The recommendations cover five subject areas and acknowledge that greater transparency and potentially stricter shareholder oversight is needed to keep executive pay levels in check.
The recommendations are:
- There should be more flexibility afforded to remuneration committees to choose a remuneration structure which is most appropriate for the company’s strategy and business needs.
Strengthening remuneration committees and their accountability
- Non-Executive Directors should serve on the remuneration committee for at least a year before taking over the chairmanship of the committee. The Financial Reporting Council (FRC) should consider reflecting this best practice in the UK Corporate Governance Code.
- Boards should ensure the company chairman and whole board are appropriately engaged in the remuneration setting process. This will ensure that the decisions of the remuneration committee are agreed by the board as a whole.
- Remuneration committees need to exercise independent judgement and not be over reliant on their remuneration consultants particularly during engagements with shareholders. To ensure independent advice is maintained, the remuneration committee should regularly put their remuneration advice out to tender.
Improving Shareholder engagement
- Shareholder engagement should focus on the strategic rationale for remuneration structures and involve both investment and governance perspectives. Shareholders should be clear with companies on their views on and level of support for the proposals.
- Companies should focus their engagement on the material issues for consultation. The consultation process should be aimed at understanding investors’ views. Undertaking a process of consultation should not lead to the expectation of investor support.

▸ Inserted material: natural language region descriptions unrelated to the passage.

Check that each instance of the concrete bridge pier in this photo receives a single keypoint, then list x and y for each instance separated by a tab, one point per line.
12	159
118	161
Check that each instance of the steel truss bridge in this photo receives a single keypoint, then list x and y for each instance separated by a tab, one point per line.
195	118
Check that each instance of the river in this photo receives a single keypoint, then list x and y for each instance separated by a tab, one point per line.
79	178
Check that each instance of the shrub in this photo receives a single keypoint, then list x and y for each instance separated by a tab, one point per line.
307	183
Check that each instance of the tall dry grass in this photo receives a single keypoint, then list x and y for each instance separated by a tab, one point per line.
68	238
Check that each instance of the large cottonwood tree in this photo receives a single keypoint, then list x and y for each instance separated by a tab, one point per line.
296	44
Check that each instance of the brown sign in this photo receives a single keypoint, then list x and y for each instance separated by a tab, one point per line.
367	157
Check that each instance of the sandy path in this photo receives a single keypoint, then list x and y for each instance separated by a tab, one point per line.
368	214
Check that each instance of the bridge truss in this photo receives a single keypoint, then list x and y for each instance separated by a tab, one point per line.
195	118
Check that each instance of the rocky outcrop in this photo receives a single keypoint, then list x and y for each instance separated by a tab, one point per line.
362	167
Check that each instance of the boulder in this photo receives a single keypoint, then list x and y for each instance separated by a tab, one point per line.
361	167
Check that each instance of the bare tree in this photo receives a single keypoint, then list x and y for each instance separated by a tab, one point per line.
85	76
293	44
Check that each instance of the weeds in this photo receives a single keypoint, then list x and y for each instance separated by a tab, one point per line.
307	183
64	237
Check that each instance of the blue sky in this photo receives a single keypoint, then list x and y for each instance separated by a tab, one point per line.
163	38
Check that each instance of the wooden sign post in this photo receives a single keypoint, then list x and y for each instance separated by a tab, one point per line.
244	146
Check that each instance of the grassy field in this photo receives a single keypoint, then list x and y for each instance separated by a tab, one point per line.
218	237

Increasing transparency on target setting and use of discretion
- Remuneration committees should disclose the process for setting bonus targets and retrospectively disclose the performance range.
- The use of discretion should be clearly disclosed to investors with the remuneration committee articulating the impact the discretion has had on remuneration outcomes. Shareholders will expect committees to take a balanced view on the use of discretion.
Addressing the level of executive pay
- The board should explain why the chosen maximum remuneration level as required under the remuneration policy is appropriate for the company using both external and internal (such as a ratio between the pay of the CEO and median employee) relativities.
- Remuneration committees and consultants should guard against the potential inflationary impact of market data on their remuneration decisions.